I. Background Facts and Proceedings.
Kula was charged via amended trial information with two counts of sexual abuse in the second degree (counts I and II) and two counts of sexual exploitation of a minor (counts III and IV) based on acts occurring during 2014. Waiving his right to a jury trial, Kula’s case was tried before the bench. Following his trial, the district court found Kula guilty as charged. Kula was sentenced to twenty-five years each on counts I and II, to be served consecutively, and ten years each on counts III and IV, to be served concurrently but consecutively with counts I and II. After sentencing, Kula appealed his convictions and sentences, arguing the district court abused its discretion in admitting evidence of prior bad acts and considering improper sentencing factors. We affirmed Kula’s convictions and sentences. State v. Kula, No. 16-0737, 2017 WL 3283285, at *8 (Iowa Ct. App. Aug. 2, 2017).
2 In our opinion on direct appeal, we summarized the facts leading to Kula’s conviction: Kula is thirty-five years of age.
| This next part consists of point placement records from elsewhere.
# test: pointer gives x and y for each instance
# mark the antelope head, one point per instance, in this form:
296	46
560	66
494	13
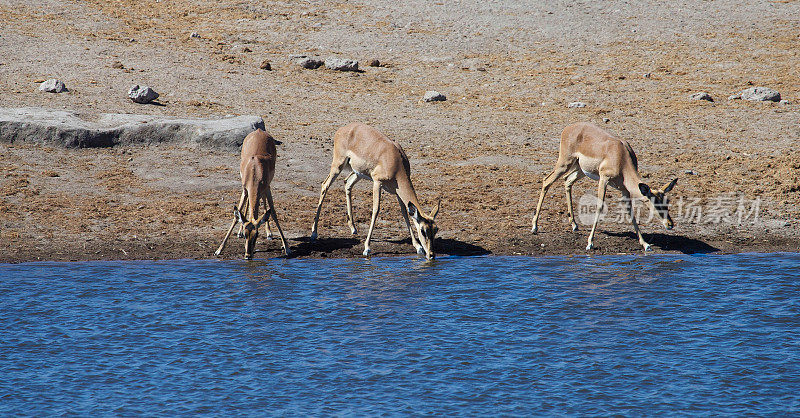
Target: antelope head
250	231
659	202
426	228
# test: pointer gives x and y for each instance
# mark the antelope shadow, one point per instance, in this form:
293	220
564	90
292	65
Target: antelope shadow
671	242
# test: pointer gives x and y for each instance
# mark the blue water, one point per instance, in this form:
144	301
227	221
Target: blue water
630	335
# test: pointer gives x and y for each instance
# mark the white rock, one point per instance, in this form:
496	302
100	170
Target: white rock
53	86
761	94
340	64
701	96
433	96
143	94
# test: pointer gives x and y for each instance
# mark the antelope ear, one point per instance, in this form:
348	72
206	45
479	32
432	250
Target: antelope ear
645	190
436	209
413	212
238	215
671	185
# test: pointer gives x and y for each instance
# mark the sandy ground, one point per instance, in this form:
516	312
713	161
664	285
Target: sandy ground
509	69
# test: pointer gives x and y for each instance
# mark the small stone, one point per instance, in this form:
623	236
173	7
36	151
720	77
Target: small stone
433	96
309	63
340	64
701	96
760	94
142	94
53	86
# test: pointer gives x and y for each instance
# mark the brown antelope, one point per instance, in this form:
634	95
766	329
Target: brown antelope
371	155
256	171
588	150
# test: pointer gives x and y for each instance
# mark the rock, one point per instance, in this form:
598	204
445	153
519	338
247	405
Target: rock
69	129
701	96
340	64
142	94
433	96
53	86
760	94
309	63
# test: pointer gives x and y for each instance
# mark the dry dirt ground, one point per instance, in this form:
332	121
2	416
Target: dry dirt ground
508	69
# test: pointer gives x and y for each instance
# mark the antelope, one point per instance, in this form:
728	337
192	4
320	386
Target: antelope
371	155
256	170
588	150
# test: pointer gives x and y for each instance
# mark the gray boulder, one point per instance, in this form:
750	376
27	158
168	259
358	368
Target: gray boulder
760	94
433	96
53	86
309	63
701	96
340	64
70	129
143	94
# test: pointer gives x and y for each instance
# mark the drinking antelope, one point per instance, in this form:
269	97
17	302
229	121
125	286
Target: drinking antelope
371	155
256	171
588	150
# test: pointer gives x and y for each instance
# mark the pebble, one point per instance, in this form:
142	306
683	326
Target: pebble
53	86
760	94
433	96
701	96
341	64
143	94
309	63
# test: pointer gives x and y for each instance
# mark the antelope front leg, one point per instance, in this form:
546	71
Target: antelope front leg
601	197
277	225
560	170
414	240
233	225
325	186
350	181
647	247
376	204
571	179
266	221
He married his wife, Suzette, in 2007, but they have been separated since April of 2011. She lives in Grinnell with her three children, including J.K. (born 2008) and S.K. (born 2010). After their separation in 2011, both Kula and Suzette lived in Grinnell and shared care of the children. In January 2014 Kula moved to Arlington with his fourteen-year-old son from a prior relationship. Suzette assumed primary care of J.K. and S.K., and Kula had visits on alternating weekends and extended time during the summer. Suzette had surgery in June of 2014 and was unable to care for the children. J.K. and S.K. stayed with Kula in Arlington for two weeks. When they returned to their mother, they were very emotional and acting strangely. They were both crying for unknown reasons, wetting their pants and reluctant to go on visits with Kula. They were also acting out sexual behavior with Barbie dolls. Their behaviors continued into the fall of 2014.
When staying with Kula, J.K. shared a bedroom with S.K. [Kula’s teenage son] E.K. and Kula had their own room. During visits, J.K. and S.K. would play with their friends, L.R. and her sister, M.M. L.R. (born 2008), lives in Arlington with her dad, brother and sister. She is in second grade. She knows Kula because she used to go to his house with her dad and siblings. When she visited the Kula home, Kula let her try on different clothes. He had different swimsuits for her to wear, and she changed in and out of those suits in J.K.'s bedroom. She was not allowed to keep the clothes. L.R. often spent the night at Kula’s house. She slept in J.K. and S.K.'s bedroom but also slept with Kula in his bed beside him. L.R. testified, “[H]e [Kula] had sex with me.” She said it happened in the middle of the night in his bedroom while the other children were sleeping. She did not know what “have sex means” but remembered that Kula was naked and she had no shirt on but had pants on. She is unable to specifically remember what happened.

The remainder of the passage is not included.